Since wilderness medicine has both acute and extended field care emphasis, the evisceration management recommendations from the CoTCCC, and along with the Prolonged Casualty Care (PCC) guidelines (PCC are Department of Defense clinical practice guidance to direct casualty management over a prolonged period of time in austere settings) should be considered. In an article published in the Wilderness & Environmental Medicine special edition 2017, the relevance of PCC (formerly called Prolonged Field Care) to wilderness medicine is presented.

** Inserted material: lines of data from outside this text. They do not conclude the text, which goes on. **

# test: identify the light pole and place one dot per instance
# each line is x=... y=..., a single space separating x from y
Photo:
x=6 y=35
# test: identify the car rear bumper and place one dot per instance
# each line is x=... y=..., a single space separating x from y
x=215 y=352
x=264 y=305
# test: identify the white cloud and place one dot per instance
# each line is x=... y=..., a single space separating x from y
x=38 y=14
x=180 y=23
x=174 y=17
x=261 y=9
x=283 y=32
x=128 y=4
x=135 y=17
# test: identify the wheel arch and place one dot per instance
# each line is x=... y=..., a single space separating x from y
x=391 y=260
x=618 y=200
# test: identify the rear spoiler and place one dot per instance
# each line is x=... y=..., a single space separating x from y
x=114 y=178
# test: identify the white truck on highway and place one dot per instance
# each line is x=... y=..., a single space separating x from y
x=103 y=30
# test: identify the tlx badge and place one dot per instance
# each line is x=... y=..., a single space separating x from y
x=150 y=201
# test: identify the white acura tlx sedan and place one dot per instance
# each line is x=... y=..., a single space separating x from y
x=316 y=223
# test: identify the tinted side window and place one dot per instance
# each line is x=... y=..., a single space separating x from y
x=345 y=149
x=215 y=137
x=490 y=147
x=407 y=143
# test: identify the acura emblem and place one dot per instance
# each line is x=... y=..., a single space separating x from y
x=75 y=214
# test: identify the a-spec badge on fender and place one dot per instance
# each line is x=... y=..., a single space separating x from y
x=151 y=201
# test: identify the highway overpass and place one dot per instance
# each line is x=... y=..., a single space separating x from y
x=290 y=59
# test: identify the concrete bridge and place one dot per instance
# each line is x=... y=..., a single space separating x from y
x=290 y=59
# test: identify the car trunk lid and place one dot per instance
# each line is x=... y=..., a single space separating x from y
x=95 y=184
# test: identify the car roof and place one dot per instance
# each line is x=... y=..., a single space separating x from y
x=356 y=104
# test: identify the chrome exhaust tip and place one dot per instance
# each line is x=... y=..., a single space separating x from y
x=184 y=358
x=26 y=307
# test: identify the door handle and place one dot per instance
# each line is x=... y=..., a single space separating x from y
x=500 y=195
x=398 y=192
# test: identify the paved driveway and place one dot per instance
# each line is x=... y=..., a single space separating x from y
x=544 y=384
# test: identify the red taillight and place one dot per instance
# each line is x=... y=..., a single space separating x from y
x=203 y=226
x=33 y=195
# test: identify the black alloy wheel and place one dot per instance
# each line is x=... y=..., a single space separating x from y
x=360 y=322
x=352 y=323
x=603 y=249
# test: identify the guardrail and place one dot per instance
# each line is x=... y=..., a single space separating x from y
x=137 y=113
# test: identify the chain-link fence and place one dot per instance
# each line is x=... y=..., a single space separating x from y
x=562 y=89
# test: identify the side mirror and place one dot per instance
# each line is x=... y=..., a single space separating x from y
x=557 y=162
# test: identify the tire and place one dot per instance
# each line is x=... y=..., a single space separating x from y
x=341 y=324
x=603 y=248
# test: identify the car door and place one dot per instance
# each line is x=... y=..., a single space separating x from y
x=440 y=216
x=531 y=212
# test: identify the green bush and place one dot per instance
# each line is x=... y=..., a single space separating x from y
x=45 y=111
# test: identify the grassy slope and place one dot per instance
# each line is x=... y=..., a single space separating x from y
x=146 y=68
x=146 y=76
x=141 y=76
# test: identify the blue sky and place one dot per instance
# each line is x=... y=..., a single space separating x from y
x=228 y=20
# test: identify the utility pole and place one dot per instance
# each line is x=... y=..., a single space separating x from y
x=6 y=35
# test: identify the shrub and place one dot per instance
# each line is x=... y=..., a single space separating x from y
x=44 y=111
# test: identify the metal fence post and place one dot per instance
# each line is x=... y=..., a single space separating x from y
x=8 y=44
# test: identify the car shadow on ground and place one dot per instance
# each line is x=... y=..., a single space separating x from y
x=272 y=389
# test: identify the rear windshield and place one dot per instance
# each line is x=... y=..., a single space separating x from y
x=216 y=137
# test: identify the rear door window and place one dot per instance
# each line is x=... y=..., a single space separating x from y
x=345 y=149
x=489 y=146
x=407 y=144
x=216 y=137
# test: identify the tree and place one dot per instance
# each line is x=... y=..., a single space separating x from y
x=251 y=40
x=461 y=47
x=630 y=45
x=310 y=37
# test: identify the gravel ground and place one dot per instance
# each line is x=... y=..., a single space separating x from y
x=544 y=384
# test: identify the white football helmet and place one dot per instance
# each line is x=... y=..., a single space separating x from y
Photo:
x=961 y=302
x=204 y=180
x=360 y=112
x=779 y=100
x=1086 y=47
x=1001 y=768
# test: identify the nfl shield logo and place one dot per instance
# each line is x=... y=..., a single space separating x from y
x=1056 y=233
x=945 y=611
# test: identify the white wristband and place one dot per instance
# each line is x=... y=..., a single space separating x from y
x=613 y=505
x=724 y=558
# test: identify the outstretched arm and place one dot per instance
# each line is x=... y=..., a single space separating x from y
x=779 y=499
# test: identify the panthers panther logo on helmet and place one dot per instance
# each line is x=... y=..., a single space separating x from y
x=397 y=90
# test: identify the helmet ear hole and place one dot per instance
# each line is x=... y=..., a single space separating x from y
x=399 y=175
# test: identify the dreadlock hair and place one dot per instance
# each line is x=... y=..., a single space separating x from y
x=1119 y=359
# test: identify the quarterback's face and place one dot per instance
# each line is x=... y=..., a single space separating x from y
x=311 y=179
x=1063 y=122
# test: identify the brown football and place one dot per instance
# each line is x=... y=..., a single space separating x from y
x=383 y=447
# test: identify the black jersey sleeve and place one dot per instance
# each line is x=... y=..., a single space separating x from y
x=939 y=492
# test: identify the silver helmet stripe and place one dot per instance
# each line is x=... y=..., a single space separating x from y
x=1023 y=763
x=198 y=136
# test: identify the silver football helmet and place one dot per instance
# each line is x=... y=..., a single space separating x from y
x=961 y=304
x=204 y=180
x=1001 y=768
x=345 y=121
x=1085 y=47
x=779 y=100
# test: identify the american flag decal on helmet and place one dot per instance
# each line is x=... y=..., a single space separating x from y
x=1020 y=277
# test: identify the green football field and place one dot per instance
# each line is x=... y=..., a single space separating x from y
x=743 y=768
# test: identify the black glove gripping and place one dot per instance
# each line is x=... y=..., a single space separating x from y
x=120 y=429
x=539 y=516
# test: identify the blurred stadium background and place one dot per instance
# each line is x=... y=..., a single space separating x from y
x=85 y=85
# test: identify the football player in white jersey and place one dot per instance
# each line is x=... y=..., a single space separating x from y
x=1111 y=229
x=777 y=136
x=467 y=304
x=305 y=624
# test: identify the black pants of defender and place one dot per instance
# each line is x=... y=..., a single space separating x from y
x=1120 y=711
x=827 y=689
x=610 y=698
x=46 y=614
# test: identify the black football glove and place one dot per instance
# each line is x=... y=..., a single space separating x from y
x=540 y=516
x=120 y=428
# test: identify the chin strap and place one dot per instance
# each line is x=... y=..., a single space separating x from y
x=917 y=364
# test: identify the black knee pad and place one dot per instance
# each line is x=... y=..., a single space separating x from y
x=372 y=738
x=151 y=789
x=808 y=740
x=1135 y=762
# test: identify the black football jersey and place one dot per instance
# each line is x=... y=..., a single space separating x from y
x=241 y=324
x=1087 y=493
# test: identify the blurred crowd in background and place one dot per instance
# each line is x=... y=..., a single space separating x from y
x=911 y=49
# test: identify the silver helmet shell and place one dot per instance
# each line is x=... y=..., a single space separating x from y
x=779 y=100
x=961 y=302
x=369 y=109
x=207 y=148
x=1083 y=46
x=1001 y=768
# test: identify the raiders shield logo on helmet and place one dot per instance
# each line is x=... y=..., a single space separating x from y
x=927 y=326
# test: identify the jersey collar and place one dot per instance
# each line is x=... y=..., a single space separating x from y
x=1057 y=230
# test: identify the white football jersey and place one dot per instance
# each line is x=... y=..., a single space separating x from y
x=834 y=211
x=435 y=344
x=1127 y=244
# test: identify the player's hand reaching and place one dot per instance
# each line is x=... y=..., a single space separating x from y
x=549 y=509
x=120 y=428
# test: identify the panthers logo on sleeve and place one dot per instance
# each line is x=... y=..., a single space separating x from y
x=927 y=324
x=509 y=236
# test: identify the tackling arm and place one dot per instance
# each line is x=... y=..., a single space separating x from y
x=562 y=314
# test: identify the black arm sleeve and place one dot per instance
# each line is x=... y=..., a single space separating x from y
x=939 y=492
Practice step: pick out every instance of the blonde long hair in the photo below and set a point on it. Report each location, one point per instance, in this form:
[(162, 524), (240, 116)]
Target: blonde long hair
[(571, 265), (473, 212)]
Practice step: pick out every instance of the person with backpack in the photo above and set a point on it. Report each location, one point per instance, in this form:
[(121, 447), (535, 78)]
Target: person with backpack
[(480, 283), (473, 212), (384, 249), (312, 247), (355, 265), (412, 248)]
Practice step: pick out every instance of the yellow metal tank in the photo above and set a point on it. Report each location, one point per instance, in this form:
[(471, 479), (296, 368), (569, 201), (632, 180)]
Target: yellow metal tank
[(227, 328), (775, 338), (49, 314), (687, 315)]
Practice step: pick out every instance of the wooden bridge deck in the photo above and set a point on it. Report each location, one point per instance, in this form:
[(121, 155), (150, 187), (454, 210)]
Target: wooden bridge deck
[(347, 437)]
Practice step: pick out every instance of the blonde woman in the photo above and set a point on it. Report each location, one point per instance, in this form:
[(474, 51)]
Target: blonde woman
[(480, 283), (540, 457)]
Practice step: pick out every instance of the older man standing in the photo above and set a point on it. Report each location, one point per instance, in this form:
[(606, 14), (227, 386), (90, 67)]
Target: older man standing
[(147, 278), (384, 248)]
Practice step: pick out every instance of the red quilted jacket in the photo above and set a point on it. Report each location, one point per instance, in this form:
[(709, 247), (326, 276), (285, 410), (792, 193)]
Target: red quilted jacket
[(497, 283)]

The PCC guidelines provide evisceration management recommendation during extended field care – see page 141 in the 2021 TCCC guideline evisceration management article, that includes the following:

- It is OK to attempt reduction if a patient presents late after injury.
- Odds of a stable, successful reduction are low – make a single attempt to reduce and then dress in place.
- Hypothermia – monitor closely as exposed abdominal contents will result in more rapid heat loss.
- Re-evisceration – in the event of re-evisceration (hernia) remove the skin closure and cover the eviscerated organs.
- If no known endpoint exists for surgical care (will eventually be needed), consider attempting reduction as long as there is no gastric/intestinal fluid or stool leakage.

Final Thoughts:

There are very relevant military and civilian lessons learned for managing abdominal evisceration that can be considered for both acute and extended field care in the backcountry. Some key take home points are: 1) Do not be distracted by an organ evisceration; 2) Conduct a rapid trauma assessment using the MARCH PAWS algorithm, and manage all life-threatening injuries before moving to the wound care section; 3) Follow the new TCCC management recommendations in Table 2; 4) It is essential to minimize core temperature loss from an open abdomen, and particularly when combined with trauma-induced hypothermia; and 5) A stable patient with an evisceration still needs immediate evacuation planning to definitive care for primary internal injury assessment.